The tax court ruled that haircuts are not deductible even when required by the Army to occur every two weeks, as haircuts are considered personal grooming. 

Wheir v. Commissioner

In this case the tax court disallowed food and shakes a professional body builder deducted as business expense due to their protein and nutritional content. But the tax court did allow the body builder to deduct tanning and body oils that were only marketed to body builders, only used for body building and not generally used outside of body building activities. The products were deemed exclusively used for business and therefore allowed as deductions.
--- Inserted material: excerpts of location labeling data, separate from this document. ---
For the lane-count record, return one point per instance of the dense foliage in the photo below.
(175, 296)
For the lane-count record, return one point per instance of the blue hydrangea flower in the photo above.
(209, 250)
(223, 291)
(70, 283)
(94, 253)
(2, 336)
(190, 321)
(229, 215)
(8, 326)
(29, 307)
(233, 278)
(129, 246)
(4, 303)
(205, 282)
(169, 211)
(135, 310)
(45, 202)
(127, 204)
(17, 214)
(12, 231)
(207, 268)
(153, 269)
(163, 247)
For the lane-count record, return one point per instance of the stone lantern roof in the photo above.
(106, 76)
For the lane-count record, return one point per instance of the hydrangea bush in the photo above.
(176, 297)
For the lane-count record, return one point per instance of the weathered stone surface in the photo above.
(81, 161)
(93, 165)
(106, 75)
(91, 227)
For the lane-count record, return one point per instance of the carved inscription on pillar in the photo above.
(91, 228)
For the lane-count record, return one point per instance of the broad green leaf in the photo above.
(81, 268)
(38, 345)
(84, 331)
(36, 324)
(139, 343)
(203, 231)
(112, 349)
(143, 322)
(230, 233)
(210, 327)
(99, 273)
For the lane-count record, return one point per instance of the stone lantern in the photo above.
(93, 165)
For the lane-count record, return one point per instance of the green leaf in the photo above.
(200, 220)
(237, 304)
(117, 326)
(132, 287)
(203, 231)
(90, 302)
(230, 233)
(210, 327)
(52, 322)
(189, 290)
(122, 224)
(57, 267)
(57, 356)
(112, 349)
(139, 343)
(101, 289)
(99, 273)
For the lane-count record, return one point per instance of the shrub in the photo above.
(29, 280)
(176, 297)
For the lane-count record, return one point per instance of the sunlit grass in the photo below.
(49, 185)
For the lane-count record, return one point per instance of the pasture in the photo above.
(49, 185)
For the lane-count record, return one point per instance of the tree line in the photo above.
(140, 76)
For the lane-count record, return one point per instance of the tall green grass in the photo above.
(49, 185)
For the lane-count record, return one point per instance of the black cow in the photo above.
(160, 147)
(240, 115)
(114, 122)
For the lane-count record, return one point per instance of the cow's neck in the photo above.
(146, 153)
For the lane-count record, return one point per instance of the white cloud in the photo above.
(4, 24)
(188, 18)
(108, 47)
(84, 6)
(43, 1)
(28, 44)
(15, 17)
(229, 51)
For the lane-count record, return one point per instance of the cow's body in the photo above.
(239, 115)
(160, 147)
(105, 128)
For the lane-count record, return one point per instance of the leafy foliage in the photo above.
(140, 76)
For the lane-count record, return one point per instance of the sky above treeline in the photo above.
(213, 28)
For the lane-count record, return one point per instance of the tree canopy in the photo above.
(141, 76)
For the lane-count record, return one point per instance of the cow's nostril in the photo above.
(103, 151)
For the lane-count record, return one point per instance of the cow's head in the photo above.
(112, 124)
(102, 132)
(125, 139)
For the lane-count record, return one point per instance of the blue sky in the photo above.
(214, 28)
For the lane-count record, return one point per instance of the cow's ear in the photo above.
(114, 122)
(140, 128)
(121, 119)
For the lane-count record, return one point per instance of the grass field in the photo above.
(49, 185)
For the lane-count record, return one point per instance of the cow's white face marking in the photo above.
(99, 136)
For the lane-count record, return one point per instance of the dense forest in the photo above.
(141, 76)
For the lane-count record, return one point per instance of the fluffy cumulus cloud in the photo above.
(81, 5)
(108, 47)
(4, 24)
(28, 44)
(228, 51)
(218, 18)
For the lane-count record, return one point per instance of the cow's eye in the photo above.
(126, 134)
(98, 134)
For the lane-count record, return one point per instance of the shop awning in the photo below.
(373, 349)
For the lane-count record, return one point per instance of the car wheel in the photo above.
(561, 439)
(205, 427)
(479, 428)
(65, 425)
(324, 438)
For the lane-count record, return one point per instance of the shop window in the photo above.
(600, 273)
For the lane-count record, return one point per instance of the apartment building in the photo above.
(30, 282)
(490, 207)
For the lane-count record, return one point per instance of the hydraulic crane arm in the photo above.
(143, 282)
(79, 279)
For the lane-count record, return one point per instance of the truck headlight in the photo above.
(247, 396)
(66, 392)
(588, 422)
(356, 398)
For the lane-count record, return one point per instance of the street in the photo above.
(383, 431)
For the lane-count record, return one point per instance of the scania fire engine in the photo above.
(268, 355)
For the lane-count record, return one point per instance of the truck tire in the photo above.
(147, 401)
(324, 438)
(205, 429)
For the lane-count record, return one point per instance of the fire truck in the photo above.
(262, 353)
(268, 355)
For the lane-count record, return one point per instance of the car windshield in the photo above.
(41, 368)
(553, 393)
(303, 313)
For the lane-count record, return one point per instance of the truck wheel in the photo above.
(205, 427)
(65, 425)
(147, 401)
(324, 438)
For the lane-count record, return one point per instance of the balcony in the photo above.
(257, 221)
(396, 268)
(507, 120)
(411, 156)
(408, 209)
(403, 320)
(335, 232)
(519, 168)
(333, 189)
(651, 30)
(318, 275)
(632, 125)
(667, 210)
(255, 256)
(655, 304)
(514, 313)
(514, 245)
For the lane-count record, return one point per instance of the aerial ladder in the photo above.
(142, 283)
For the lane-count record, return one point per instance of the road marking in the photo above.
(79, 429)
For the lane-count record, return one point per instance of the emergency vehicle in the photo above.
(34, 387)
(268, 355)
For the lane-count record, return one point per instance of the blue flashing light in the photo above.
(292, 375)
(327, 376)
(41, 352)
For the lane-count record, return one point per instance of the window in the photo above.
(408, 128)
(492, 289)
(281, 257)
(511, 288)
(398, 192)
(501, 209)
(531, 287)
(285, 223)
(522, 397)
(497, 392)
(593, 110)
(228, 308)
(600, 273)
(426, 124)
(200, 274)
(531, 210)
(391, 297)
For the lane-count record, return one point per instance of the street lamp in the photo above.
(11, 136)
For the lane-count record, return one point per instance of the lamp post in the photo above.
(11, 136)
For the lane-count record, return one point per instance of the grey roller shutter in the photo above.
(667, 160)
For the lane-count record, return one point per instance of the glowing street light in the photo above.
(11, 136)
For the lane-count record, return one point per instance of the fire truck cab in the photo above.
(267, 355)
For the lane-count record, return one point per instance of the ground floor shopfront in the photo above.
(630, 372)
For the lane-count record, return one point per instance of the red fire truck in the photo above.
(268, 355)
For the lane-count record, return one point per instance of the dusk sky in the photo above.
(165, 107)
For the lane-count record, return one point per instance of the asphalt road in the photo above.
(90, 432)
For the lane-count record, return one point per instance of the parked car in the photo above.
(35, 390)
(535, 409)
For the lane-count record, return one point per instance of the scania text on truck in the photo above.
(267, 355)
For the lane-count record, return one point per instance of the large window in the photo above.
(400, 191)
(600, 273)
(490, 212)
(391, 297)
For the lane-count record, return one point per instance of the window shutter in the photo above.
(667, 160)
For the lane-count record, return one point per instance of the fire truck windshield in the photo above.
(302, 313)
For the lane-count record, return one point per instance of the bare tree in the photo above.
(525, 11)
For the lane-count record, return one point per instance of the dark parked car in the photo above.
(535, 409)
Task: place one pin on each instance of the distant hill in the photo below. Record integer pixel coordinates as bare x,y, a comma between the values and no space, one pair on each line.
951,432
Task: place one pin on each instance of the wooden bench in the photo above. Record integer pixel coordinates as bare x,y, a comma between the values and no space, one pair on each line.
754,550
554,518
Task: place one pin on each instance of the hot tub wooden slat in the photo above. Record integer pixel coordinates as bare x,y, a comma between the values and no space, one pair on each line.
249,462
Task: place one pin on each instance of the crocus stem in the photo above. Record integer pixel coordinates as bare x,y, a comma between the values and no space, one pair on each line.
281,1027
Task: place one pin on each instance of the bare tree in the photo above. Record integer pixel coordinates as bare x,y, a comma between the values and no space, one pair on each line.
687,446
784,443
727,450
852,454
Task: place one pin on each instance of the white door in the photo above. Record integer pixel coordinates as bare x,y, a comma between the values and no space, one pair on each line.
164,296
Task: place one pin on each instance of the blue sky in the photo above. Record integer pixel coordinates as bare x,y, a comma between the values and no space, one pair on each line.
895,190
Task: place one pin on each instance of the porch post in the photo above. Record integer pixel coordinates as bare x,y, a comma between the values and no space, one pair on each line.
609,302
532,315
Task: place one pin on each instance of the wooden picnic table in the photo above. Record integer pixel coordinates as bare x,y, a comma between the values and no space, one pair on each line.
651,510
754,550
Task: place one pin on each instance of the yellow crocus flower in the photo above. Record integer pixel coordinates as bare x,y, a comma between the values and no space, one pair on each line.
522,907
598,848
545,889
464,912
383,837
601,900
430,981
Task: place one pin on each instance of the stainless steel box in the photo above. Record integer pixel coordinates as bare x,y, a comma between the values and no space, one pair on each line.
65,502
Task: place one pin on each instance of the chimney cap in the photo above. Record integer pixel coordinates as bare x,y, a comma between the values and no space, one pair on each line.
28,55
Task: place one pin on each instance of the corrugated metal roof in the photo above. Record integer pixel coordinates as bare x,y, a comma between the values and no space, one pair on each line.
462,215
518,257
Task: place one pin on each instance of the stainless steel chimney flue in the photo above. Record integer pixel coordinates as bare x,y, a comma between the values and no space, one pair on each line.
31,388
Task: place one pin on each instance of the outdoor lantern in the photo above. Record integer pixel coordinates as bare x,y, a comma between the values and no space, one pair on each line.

Although these tax cases show that in most cases clothing, makeup and other personal expenses cannot be deducted, there are times when the deductions are allowed. Clothing can be deducted if it involves protective wear or items that are not suitable for worn outside of work. A clear example would be safety boots and protective eyewear or a professional clown suit. Unlike a business suit, which can be worn at a personal event, protective wear and a clown suit cannot be adapted for every day wear. Makeup could be deducted if paying a makeup artist to apply makeup the day of a professional photoshoot, where the benefits are washed off that day. Purchase of makeup products that can be used after the photoshoot are not deductible.

Travel and commuting

When combining business and personal travel, the trip needs to be primarily for business. It is not permitted to deduct travel costs if you take a seven day vacation and spend one day in a business seminar. More days need to be dedicated to business than for personal. Additionally, the travel needs to be essential to the work. It is not permitted to deduct travel costs solely for change of scenery.  See the Simple Profit blog Business Related Travel: What is Deductible for more details on deducting business travel expenses. 

Commuting to and from work is generally considered personal. Parking costs at your main office are also considered a personal expense. See the Simple Profit blog Business Use of Your Car: Mileage and More for more details on car expenses.

Medical expense deduction

If you have a medical expense, those costs are sometimes permitted as a personal deduction if you itemize, not a business deduction. If you are self-employed, you may be able to deduct health insurance premiums if you meet certain rules, but this deduction occurs separately from your ordinary and necessary business deductions on your tax return. There are rules around medical expense deductions and limits regarding their deductibility. See Tax Topic No. 502 Medical and Dental Expenses for more information. 

Bottom line

While there is a gray area and professionals do not always agree, navigating what is deductible is less daunting than it may seem. Be reasonable, consider the existing tax guidance, tax code and tax court rulings if they apply. Determine if the expense is exclusively used for business and if it is commonplace and helpful to earning revenue. Then consider if the expense could be considered personal, and do not deduct personal expenses as business deductions.